Clarification 2 - All classifiers are defined by hypersurfaces. - Consider a Nearest Neighbor classification problem: The classification of any query is decided by the label of its nearest neighbor. It may not be clear how this classifier can be defined by hypersurface. But we can define separating hypersurfaces which pass mid-way between points of different classes. In the extreme case, there can be a hypersurface for each data point enveloping all queries that will be classified with the label of that data point.
To find building blocks "g" or hypersurfaces of a classifier there are two approaches:
- Supervised Learning: Somebody provides a category label in a training set. This collection of examples is used to infer the rules to categorize other examples.
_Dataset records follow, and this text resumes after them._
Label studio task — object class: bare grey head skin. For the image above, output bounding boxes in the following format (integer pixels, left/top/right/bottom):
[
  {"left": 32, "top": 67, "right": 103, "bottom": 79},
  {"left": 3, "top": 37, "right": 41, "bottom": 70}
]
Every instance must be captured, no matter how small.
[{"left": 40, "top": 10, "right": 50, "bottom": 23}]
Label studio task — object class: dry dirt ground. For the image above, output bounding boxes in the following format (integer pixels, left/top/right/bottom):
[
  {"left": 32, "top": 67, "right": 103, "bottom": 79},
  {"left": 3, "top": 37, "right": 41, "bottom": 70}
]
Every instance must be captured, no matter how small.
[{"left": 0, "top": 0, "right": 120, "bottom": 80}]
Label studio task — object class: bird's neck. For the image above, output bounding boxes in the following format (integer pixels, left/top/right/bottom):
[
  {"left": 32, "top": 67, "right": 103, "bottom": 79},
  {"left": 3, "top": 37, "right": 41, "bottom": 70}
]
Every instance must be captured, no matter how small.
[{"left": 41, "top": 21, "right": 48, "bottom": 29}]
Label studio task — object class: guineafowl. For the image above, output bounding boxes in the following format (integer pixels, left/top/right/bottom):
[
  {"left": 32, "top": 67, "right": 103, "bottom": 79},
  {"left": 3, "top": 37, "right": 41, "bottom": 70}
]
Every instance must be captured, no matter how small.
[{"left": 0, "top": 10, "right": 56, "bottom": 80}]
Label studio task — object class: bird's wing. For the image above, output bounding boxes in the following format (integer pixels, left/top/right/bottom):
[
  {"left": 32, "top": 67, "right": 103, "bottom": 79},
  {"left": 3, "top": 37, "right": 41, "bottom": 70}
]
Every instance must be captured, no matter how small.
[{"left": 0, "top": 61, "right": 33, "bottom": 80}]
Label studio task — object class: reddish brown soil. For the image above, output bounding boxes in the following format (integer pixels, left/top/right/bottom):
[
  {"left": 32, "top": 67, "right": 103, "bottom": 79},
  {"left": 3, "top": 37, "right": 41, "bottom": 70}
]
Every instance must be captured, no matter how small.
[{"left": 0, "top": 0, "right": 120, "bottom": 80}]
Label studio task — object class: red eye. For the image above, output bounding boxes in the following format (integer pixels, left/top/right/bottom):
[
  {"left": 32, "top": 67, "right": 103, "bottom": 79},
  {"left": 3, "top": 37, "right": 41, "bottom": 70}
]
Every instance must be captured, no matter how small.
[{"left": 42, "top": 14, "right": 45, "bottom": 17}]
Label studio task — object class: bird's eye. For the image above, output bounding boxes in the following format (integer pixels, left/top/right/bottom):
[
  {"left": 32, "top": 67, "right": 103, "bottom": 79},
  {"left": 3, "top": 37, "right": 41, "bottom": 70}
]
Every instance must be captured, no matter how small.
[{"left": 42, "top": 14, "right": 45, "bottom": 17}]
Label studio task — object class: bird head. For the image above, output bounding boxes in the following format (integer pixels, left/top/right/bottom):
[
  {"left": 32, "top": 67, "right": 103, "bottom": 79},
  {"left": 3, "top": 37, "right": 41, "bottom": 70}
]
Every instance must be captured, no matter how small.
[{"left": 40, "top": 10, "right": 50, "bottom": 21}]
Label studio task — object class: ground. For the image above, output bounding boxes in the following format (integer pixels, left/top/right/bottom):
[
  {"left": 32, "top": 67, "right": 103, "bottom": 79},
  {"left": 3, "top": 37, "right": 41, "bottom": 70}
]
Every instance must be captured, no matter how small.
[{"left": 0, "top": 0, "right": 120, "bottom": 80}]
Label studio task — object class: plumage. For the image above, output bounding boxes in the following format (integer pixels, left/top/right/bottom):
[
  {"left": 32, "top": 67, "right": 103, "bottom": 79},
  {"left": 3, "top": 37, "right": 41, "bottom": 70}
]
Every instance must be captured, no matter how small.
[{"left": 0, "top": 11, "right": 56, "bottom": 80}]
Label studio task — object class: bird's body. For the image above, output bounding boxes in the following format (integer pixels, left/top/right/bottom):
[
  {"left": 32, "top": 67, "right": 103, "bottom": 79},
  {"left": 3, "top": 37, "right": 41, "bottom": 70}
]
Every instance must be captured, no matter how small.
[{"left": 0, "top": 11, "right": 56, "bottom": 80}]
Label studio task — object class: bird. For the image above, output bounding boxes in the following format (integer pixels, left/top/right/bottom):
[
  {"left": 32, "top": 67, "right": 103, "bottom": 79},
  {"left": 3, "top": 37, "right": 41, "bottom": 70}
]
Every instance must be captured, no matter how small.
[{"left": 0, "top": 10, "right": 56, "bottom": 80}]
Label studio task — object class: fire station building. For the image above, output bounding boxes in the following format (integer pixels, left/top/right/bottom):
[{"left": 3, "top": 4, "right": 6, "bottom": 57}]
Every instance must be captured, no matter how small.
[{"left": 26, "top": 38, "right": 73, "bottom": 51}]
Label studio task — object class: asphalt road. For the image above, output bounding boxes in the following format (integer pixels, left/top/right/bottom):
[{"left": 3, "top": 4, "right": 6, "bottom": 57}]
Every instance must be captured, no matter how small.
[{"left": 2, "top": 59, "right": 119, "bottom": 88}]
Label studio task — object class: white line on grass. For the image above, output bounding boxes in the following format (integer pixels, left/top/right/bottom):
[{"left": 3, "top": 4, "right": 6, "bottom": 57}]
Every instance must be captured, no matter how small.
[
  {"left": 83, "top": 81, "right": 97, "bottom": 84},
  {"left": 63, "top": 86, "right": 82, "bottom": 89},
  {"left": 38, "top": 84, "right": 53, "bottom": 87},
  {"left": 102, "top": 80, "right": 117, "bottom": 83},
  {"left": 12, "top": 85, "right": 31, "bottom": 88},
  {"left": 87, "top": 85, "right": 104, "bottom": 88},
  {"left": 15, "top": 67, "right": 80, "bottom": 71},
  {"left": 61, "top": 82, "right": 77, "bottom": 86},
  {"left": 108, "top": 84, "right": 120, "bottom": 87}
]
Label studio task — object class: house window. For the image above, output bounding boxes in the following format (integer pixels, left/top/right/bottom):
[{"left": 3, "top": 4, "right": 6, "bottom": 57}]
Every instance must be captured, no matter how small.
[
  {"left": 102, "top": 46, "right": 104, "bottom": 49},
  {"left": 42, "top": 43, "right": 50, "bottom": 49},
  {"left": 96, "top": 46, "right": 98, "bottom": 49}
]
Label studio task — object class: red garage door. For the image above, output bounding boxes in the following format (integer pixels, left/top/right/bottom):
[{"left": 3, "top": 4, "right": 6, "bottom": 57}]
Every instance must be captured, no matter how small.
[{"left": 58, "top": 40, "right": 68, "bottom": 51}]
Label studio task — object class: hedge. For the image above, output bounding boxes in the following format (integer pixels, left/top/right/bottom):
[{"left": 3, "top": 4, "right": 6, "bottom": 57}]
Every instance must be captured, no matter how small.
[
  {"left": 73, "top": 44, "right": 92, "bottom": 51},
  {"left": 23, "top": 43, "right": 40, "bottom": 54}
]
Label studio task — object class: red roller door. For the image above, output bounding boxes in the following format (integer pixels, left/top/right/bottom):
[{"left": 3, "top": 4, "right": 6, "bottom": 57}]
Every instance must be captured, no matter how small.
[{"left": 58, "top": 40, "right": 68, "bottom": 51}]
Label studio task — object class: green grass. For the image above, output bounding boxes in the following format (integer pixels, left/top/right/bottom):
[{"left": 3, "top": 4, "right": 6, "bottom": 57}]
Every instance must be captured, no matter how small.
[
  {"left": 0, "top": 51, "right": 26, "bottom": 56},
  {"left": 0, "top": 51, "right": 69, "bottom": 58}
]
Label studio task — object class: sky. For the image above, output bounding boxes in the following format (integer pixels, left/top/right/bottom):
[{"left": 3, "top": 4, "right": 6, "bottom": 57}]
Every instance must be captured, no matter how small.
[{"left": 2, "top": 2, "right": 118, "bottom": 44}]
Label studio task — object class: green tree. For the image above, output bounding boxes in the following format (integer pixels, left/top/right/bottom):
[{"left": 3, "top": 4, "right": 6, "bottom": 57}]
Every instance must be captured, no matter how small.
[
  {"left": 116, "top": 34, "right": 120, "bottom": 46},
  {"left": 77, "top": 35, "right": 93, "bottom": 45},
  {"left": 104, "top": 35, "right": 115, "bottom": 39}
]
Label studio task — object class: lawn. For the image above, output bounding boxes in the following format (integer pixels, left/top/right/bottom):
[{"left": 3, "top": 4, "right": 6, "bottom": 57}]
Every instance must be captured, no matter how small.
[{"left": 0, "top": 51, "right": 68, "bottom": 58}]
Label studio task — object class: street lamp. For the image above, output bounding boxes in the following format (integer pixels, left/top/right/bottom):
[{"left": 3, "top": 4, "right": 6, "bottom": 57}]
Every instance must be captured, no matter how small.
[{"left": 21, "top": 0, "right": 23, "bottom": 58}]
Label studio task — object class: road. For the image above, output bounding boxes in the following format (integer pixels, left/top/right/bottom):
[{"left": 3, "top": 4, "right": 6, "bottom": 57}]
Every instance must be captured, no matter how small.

- Unsupervised Learning: Very related to "Clustering", or the "Discovery of groupings". These groupings become the unknown classes that we want to discover in the measurements. Nobody places labels in the training set. In many cases Supervised methods are applied within Unsupervised method to separate known classes within clusters.
See Also
- Zoubin Ghahramani's tutorial on Supervised, Reinforcement and Unsupervised Learning http://www.inf.ed.ac.uk/teaching/courses/pmr/docs/ul.pdf
High Dimensional Issues
The curse of dimensionality_Old Kiwi starts at d>17-23. There are no clusters or groupings of data points when d>17. In practice each point turns to be a cluster on its own and as a result this explodes into a high dimensional feature vectors which are impossible to handle in computation.
Bayes rule
Bayes rule addresses the predefined classes classification problem. Given value of X for an object, assign one of the k classes to the object
Bayes rule for discrete feature vector Bayes rule is to do the following: Given x=x, choose the most likely class $ E{\lbrace}w_1,...,w_k{\rbrace} $
$ w: E{\lbrace}w_1,...,w_k{\rbrace} $ ie. choose $ w_i $ such that the $ P(w_i|x) \geq P(w_j|x), {\forall}j $
$ posterior = \frac{(likelihood)(prior)}{(evidence)} $
$ posterior = P(w_i|x)= \frac{p(x|w_i)P(w_i)}{P(x)} $
Bayes rule: choose the class $ w_i $ that maximizes the $ p(x|w_i)P(w_i) $
Example: Given 2 class decision problems $ w_1 = $ women & $ w_2 $= men, $ L = hair length $ choose $ w_1 $, if $ P(w_1|L) \geq P(w_2|L) $ else choose $ w_2 $ or
choose $ w_1 $ if $ p(L|w_1)P(w_1)>p(L|w_2)P(w_2) $
else choose $ w_2 $
Minimum probability of error is the error made when $ w = w_2 $ and decided $ w_1 $
Special cases
If $ P(w_1) = P(w_2) $
$ p(x|w_1)P(w_1) \geq p(x|w_2)P(w_2), {\forall j} $
$ p(x|w_1) \geq p(x|w_2) $ decision is based on the likelihood
-If $ p(x|w_1)=p(x|w_2) $
$ p(x|w_1)P(w_1) \geq p(x|w_2)P(w_2), {\forall j} $
$ P(w_1) \geq P(w_2) $ decision is based on the prior